Honstly, that whole conversation I was soo nervous. I had no idea what to do or say. I just kept praying 'lord dont let me screw this up' The kicker to this whole thing is, a few weeks ago I took a facebook quiz and it was What are your Spiritual Gifts, I took it kind of haphazardly, and got 'evangelism' immedately (my spelling is horrible tonight, im sorry) i was like nope, not me, no way, im no billy graham, no way no how...I think God was trying to prove a point. But seriously, that was a life altering meeting. Honstly changed my life. Gods trying to tell me something...Hes been trying to tell me something, and I guess Ive just been to stubborn to listen...no, not guess, I have in fact been to stubborn and trying to live for myself instead of Him. So I duno, we'll see what comes of it. It was an awesome experience, I hope I get another one, I pray I get another one, it was awesome. I know I'll be more prepared, and ready to share. I pray with all my heart I get another oppertunity. I always wonder why God gives us these oppertunities, like why certain people get them. Like...why me? What did I do, to get that kind of awesome oppertunity? Im not complaining, quite the opposite actually. When I got home, after telling my mom, of course. I went to my room, and literally fell to my knees and prayed, saying thank you. Thank you for that oppertunity. Since then (only been a few days) my prayer has been for Christ just to explode out of me, I want everyone to be like 'man that Stephanie girl, shes got somethin. I duno what it is, but shes got somethin all right, and man is it awesome. I want that. I want what shes got. I want to be like Job, comparable anyways. In everything, I want to praise God. No matter how horrible my life is I want to be on my knees saying 'thank you father for giving me these obstacles, cause I know I will come out of them stronger in you than I was before'
Ive also been praying for a while know, but am taking it more into serious consideration, the concept and idea of seminary for M.Div Edu. Its what my moms going for, and it had never occured to me until I started working in childrens church, and the childrens program at church. I love it...honstly love it, I cant think of a better full time job than coming up with new ways to teach kids about Jesus. The ultimate job would be at Lifeway which is a christian production company, they do things like VBS, that would be amazing. But I guess, for right now I should focus on whats going on now, and just continue praying about the future. Now I just need to pray and find out where to go for undergrad, I have no idea to be completely honest where I want to go. Obviously, UNC would be #1 butttt Im thinking that wont happen. My best bet is to pray and go from there.

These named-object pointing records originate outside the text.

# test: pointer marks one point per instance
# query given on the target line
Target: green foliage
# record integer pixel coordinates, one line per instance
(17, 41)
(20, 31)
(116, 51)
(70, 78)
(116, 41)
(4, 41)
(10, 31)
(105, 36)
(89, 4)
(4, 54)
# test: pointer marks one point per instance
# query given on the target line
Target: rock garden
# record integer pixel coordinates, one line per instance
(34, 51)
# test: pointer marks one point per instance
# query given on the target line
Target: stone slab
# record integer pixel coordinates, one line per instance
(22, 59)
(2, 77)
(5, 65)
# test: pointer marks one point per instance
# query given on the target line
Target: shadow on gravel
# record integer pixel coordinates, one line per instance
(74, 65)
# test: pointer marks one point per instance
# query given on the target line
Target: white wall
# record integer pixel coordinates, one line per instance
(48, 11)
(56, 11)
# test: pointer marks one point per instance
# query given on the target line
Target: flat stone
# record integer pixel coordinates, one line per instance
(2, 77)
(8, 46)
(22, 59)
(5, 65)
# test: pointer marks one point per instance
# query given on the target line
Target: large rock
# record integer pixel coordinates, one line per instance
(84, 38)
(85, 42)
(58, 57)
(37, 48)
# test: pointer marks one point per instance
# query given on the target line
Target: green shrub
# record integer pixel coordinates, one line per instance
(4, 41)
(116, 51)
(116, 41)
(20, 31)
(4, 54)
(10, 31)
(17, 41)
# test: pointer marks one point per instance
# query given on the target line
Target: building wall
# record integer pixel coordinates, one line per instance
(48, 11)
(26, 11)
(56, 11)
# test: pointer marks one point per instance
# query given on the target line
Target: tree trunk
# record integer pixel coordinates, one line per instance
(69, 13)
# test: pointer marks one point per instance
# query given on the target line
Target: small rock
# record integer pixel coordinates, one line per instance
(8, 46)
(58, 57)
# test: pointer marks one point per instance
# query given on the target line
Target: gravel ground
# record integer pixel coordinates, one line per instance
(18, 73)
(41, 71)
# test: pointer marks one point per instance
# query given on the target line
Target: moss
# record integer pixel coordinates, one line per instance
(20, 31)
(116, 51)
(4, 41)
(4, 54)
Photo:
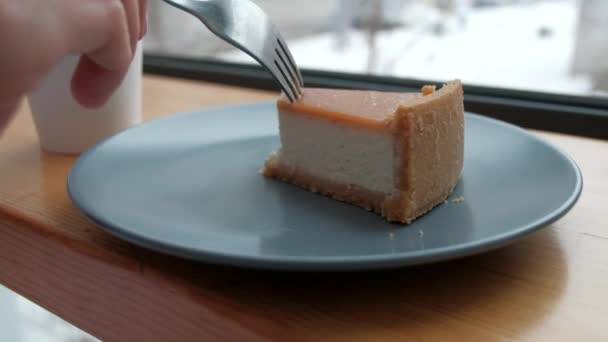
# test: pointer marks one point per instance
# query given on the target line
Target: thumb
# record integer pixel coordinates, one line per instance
(99, 31)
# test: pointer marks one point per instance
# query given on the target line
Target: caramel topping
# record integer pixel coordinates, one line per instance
(365, 107)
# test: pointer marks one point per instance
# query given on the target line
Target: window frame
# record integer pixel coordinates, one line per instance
(569, 114)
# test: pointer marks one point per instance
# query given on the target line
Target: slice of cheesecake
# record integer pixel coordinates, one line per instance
(398, 154)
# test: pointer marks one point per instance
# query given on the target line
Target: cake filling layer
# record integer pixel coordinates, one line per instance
(345, 155)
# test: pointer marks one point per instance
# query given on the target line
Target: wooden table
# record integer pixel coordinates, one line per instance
(550, 286)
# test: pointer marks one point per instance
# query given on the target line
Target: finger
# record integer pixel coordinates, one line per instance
(133, 20)
(93, 85)
(143, 17)
(98, 29)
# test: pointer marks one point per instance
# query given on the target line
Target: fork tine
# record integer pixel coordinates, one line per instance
(285, 81)
(292, 78)
(293, 67)
(289, 74)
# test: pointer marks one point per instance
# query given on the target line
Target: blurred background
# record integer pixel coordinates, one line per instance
(556, 46)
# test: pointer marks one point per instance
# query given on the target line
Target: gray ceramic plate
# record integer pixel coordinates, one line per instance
(188, 185)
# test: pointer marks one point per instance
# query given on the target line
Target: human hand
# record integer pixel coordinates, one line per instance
(36, 34)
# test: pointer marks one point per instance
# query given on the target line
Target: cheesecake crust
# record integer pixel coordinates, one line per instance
(393, 207)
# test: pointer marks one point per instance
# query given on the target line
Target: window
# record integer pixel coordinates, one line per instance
(522, 60)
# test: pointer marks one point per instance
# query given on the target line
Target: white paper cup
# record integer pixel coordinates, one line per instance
(64, 126)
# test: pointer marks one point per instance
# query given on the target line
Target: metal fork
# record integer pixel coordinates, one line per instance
(244, 25)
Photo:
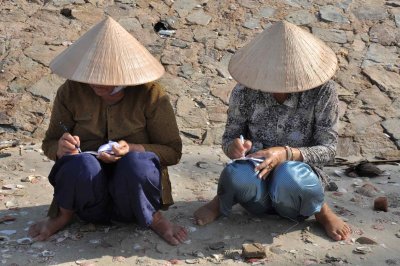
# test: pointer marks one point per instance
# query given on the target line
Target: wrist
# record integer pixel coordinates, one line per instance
(289, 153)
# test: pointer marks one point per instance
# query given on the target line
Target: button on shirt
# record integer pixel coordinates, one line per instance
(305, 120)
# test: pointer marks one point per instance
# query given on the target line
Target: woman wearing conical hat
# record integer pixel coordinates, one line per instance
(110, 95)
(281, 129)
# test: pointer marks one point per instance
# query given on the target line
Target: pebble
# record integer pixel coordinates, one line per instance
(362, 250)
(365, 241)
(381, 204)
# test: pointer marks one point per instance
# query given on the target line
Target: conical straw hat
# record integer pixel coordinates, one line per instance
(107, 55)
(283, 58)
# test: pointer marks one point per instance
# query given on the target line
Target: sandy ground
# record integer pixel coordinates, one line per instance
(194, 181)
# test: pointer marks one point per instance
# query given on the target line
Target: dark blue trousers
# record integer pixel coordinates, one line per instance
(126, 191)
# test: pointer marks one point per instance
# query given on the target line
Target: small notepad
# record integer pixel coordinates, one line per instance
(104, 148)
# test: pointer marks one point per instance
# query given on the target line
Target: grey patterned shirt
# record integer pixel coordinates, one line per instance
(306, 120)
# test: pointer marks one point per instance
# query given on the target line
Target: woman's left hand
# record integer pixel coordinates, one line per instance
(118, 152)
(273, 157)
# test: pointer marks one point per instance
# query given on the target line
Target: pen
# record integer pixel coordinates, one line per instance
(66, 131)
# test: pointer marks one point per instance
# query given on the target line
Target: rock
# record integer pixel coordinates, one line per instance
(384, 34)
(392, 127)
(299, 3)
(386, 80)
(222, 91)
(372, 13)
(362, 121)
(172, 57)
(301, 17)
(183, 7)
(365, 241)
(367, 190)
(397, 20)
(380, 204)
(330, 35)
(47, 87)
(331, 186)
(380, 55)
(362, 250)
(267, 12)
(217, 245)
(332, 14)
(344, 4)
(199, 18)
(43, 54)
(251, 4)
(221, 43)
(252, 23)
(254, 250)
(374, 98)
(203, 35)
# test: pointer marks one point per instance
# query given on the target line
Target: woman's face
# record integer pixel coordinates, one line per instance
(102, 91)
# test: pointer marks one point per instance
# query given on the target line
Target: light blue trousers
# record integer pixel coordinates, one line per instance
(293, 190)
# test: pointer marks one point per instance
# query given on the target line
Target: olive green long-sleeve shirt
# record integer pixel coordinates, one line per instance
(143, 116)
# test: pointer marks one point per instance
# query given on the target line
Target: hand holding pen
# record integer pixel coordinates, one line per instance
(67, 144)
(239, 147)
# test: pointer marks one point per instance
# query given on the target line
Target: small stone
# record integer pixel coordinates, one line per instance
(365, 241)
(277, 250)
(381, 204)
(254, 250)
(362, 250)
(217, 245)
(331, 186)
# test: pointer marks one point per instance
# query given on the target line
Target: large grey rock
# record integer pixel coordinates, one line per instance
(374, 98)
(386, 80)
(380, 55)
(267, 12)
(330, 35)
(301, 17)
(47, 87)
(43, 53)
(172, 57)
(251, 4)
(332, 14)
(372, 13)
(183, 7)
(384, 34)
(344, 4)
(199, 18)
(299, 3)
(362, 121)
(392, 127)
(252, 23)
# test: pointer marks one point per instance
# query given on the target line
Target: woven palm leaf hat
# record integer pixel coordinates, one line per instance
(107, 55)
(283, 58)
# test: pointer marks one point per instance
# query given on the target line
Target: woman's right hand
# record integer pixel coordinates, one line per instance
(67, 145)
(237, 149)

I feel like Ive come along ways this summer. Breaking up with Alex (as horrible as it sounds) was the best thing that ever happened to me. It really put things into perspective for me...I was way to into that for my age, I wasnt ready. But now I know. Im just kinda taking life as God gives it to me these days, I figure I'll stay into Him for a while, dance with Him, and when Hes ready for me to date someone, He'll let them cut in and take the lead. Im also really reading into what it means to be a woman in Christ. Proverbs 31 has been on my heart alot lately, the super woman. The ultiamte christian woman and wife. Ive also been into ephesians 5 and Titus 2 where it talks about what kind of man to look for, and how marriage is the repleca of the church. No I dont want to get married soon, but its always something to be praying about, and thinking about. If your heart isnt in the right place, how can you expect to be where God wants you? So for now, I'll just stay focused on Him, do my best to live for Him (and most likely fail miserably) and see what it brings.
In the mean time, I hope this speaks to someone, anyone really. And if you actually read all that...you may want to go get a hobby =P Kidding, kidding. Hope everyone is having a good summer.